1:1 and onto proof of Z+ and Q+

[takk]

Homework Statement

After exploring this problem a bit out of curiosity I decided to attempt to write a full fledged proof of it for my final exam.
I will try my best to explain what I am doing. i am pretty frustrated with it but I've put so much time into it I don't want to give up and do something else now.

For this theorem Equality in Q+: \frac{a}{b}=\frac{c}{d} \Leftrightarrow a=c, and b=d

now I'm using the grid system, i.e.
1/1 1/2 1/3 1/4 1/5 1/6..
2/1 2/2 2/3 2/4 2/5 2/6..
3/1 3/2 3/3 3/4 3/5 3/6..
.
.
but adjusting it to represent the diagonals and defining it as follows
1/1 \Rightarrow p+q=2 (1 element)
1/2 2/1 \Rightarrow p+q=3 (2 elements)
1/3 2/2 3/1 \Rightarrow p+q=4 (3 elements)
etc
as you can see each list represent one diagonal of the grid

next I went to the integers by observing the following number line and looking at the sums that represent the integers

(-----|](--|-----|](---|-----|-----|](---|-----|-----|-----|]-----|-----|
0 1 2 3 4 5 6 7 8 9 10 11 12

Representing each section with a summation we get
(0,1]
\sum^{1}_{k=1}k
(1,3]
\sum^{2}_{k=1}k
(3,6]
\sum^{3}_{k=1}k
(6,10]
\sum^{4}_{k=1}k

now I'm trying to show f:Z^{+}\rightarrow Q^{+}
f(1) = 1/1

let n\geq2\inZ^{+}
let S_{n}={s\inZ^{+}\leq\sum^{j}_{k=1}k}

then consider 2n \sum^{2n}_{k=1}k= 1+2+...+n+n+1+...+2n
thus n\leq\sum^{2n}_{k=1}k
therefore 2n\inS_{n} therefore S_{n}\neq\oslash
Then by the well ordering principle \exists m\inS_{n} \exists m\leqj \forallj\inS_{n}

i.e exists a "least" element
Call the least element M

therefore
\sum^{m-1}_{k=1}k<n\leq\sum^{m}_{k=1}k
or in other words m\in (\sum^{m-1}_{k=1}k, \sum^{m}_{k=1}k]

so let p= n-\sum^{m-1}_{k=1}k
1\leqp\leqm

then choose a q such that p+q = m+1
q= m+1-p

now f(n) = p/q
That ends the mapping

Now show f:Q^{+}\rightarrowZ^{+} is 1:1 and onto.
This is where I can't finish the proof but this is what I have of an attempt on both

One to one:
x_{1}\neqx_{2} \Rightarrow f(x_{1})\neqf(x_{2})
or
f(x_{1})=f(x_{2})\Rightarrow x_{1}=x_{2}

suppose f(n_{1})=f(n_{2})

then \frac{p_{1}}{q_{1}}=\frac{p_{2}}{q_{2}}
I have no idea how to get from here to n_{1}=n_{2}

Onto:
consider p+q
the diagonals the p/q is in has the property that the # of elements in that diagonal is p+q-1 (referring way back to the beginning)
or in other words (\sum^{p+q-2}_{k=1}k, \sum^{p+q-1}_{k=1}k]
then let n= p+\sum^{p+q-2}_{k=1}k

and then I get hung up again

 

[mfb]

You seem to prove some unnecessary or trivial stuff while other parts are wrong.
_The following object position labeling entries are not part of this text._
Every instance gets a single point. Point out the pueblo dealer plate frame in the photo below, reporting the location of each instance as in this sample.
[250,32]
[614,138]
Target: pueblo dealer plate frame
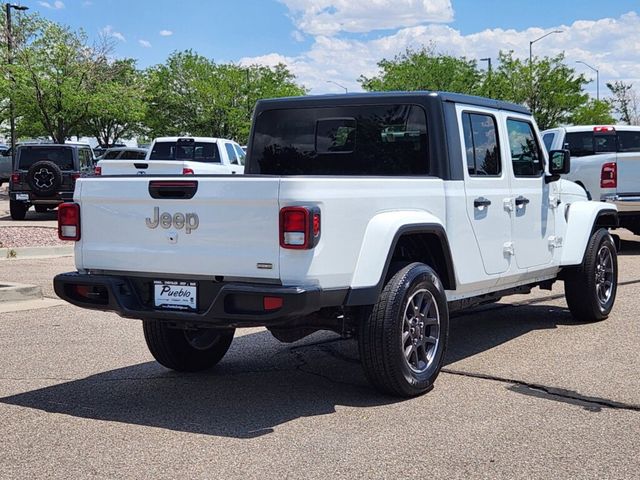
[175,295]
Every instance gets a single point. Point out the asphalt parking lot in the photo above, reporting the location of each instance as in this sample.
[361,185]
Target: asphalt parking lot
[527,392]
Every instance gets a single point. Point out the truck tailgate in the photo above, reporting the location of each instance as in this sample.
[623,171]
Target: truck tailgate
[229,228]
[141,167]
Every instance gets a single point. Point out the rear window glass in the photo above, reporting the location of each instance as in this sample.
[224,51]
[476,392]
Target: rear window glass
[579,143]
[629,141]
[343,140]
[195,151]
[61,156]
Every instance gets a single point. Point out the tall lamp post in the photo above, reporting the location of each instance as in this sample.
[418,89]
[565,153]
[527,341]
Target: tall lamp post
[12,120]
[597,77]
[531,64]
[341,86]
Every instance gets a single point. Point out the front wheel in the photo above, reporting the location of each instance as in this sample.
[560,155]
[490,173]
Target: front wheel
[403,341]
[185,350]
[590,289]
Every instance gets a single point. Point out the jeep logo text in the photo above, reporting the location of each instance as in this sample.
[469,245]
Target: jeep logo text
[188,221]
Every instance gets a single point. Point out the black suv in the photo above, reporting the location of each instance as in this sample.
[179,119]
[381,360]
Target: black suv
[45,176]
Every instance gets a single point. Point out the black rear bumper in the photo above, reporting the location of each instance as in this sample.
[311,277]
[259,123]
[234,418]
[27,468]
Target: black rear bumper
[232,304]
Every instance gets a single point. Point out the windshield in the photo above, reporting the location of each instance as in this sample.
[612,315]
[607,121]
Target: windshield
[61,156]
[194,151]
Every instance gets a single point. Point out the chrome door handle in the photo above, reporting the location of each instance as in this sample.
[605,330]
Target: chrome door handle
[481,202]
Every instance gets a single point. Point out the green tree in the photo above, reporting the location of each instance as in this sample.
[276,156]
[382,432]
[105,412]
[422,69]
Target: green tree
[592,112]
[425,69]
[625,101]
[192,95]
[117,107]
[551,89]
[56,75]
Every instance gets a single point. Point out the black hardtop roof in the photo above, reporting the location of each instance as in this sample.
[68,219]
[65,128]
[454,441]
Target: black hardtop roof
[372,97]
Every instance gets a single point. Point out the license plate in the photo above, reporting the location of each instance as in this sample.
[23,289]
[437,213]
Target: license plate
[175,295]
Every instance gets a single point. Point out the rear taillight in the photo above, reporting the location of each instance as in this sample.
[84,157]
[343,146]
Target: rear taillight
[69,221]
[609,175]
[299,227]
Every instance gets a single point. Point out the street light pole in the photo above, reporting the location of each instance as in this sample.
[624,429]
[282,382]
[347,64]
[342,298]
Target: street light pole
[597,77]
[12,119]
[341,86]
[531,42]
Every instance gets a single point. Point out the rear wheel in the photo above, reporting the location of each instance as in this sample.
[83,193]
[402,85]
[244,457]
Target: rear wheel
[402,342]
[590,289]
[185,350]
[18,210]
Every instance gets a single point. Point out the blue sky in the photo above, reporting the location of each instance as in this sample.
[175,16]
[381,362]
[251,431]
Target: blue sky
[339,40]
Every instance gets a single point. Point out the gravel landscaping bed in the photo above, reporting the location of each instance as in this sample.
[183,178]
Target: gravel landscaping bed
[29,237]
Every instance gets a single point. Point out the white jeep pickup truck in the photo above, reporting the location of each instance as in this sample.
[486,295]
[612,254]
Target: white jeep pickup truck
[371,215]
[181,156]
[605,161]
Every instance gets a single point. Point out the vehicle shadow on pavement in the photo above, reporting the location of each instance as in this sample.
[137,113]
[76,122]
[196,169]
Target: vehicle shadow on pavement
[261,383]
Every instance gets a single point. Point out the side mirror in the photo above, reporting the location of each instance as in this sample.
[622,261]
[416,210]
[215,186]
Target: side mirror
[559,162]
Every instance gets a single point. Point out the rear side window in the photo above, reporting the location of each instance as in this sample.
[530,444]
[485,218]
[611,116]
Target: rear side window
[526,156]
[194,151]
[579,144]
[629,141]
[547,139]
[61,156]
[241,154]
[85,156]
[481,144]
[343,140]
[233,159]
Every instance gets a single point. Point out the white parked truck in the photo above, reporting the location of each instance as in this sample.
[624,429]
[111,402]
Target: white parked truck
[180,156]
[605,161]
[371,215]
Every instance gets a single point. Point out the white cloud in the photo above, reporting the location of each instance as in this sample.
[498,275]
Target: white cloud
[297,36]
[108,31]
[329,17]
[57,5]
[609,44]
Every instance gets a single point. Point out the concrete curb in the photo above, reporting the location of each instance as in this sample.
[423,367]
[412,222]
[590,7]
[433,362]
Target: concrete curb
[34,252]
[18,292]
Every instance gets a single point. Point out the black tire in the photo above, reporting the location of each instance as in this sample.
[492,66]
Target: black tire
[44,178]
[585,286]
[173,348]
[18,210]
[381,334]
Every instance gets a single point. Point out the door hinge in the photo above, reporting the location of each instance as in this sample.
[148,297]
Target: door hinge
[508,249]
[555,242]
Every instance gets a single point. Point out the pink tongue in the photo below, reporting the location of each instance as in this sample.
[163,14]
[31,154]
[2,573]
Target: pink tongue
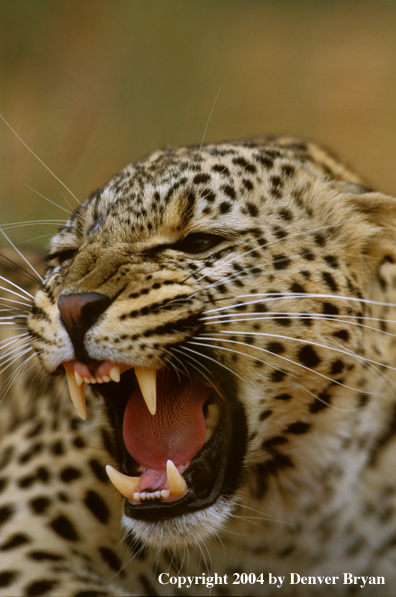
[177,430]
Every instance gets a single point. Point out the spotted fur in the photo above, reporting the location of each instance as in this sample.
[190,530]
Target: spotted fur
[267,267]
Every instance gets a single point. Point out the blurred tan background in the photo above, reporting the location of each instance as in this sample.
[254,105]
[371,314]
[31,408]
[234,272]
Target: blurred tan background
[91,85]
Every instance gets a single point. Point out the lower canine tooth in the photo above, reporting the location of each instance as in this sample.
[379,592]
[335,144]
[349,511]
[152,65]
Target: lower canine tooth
[147,380]
[76,394]
[125,485]
[177,484]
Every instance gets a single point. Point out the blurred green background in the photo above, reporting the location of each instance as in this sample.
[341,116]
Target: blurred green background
[91,85]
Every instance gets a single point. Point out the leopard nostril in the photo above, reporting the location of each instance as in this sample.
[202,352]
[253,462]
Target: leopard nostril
[79,312]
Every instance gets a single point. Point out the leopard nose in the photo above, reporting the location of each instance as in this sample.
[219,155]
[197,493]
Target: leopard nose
[79,312]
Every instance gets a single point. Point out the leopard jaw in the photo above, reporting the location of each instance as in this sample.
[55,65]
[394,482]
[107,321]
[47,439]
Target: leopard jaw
[146,378]
[127,485]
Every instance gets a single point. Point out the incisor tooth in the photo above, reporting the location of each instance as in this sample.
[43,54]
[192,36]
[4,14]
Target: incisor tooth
[125,485]
[76,394]
[176,483]
[147,380]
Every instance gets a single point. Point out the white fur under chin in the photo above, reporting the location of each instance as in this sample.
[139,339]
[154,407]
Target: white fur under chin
[188,529]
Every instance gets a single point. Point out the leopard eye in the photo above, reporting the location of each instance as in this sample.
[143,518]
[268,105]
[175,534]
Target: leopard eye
[198,242]
[62,256]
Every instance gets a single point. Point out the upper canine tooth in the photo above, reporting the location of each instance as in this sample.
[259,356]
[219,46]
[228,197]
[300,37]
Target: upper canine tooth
[125,485]
[79,379]
[176,483]
[114,373]
[76,394]
[147,380]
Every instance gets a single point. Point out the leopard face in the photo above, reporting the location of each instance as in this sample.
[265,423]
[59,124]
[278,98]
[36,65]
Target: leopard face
[211,299]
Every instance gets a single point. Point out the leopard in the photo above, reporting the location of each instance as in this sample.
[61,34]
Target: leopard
[199,386]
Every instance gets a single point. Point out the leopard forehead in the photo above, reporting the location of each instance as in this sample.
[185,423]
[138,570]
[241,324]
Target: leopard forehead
[216,187]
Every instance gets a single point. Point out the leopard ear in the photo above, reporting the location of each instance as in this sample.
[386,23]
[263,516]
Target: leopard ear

For this theorem Equality in Q+: \frac{a}{b}=\frac{c}{d} \Leftrightarrow a=c, and b=d

So $\frac{1}{2}=\frac{2}{4} \Leftrightarrow$ 1=2 and 2=4? That is wrong.

Representing each section with a summation

What does that mean?

let S_{n}={s\inZ^{+}\leq\sum^{j}_{k=1}k}

I guess the sum is supposed to run up to n instead of j?
Okay, so as an example:
S₃ = {1,2,3,4,5,6}
It is obvious that S_n is not empty (as an example, it always contains 1) and that it has a smallest element (it always contains 1 and 1 is the smallest number in Z⁺).

\sum^{m-1}_{k=1}k<n\leq\sum^{m}_{k=1}k

Why should $n \leq \sum^{1}_{k=1} k = 1$ be true?

This plus the wrong way to start make it impossible to finish your mapping or show that it has the desired properties.